Shifted times in dremio vs parquet in spark

Hi,

I’m having a strange issue with times in dremio.
I have a parquet file produced by a spark job. I always use UTC-times. However when I look at the content of the file via dremio - dremio shifts the times with 2 hours.

See screenshot :
For example the first record - the start_period and end_period are properly set to 2020-08-30 00:00:00.000 and 9999-12-31 23:59:59.999 - but dremio shows 2020-08-29 22:00:00.000 and 9999-12-31 22:59:59.999

Any idea ?

Thanks !

@geertschneider, Dremio should be “timezone-less”, in that it should read the timestamps as written in the file, without any timezone adjustment.
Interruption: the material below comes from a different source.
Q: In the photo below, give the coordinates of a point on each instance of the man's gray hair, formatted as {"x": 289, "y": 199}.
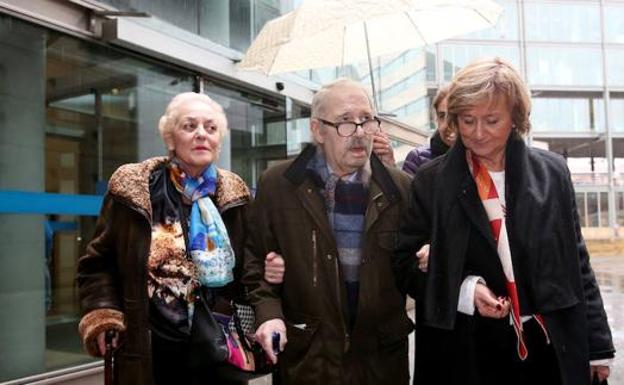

What tool are you using to view the files and comparing Dremio with?

Hi Ben,

Well the screenshot wit the CLI is just plan spark-shell.
The only thing I do in spark is 2 instructions :

  1. read parquet
  2. show the data

Indeed I was expecting that dremio would not do any action on the parquet data timestamps and indde show the data as is.
If I remember correctly parquet stores timestamps as epoch values / and they are always in UTC.

Geert

Found it…
apparently there is an option when writing data through spark -

spark.sql.session.timeZone

which I did not set explicitly to UTC.

Thanks for the input !

Geert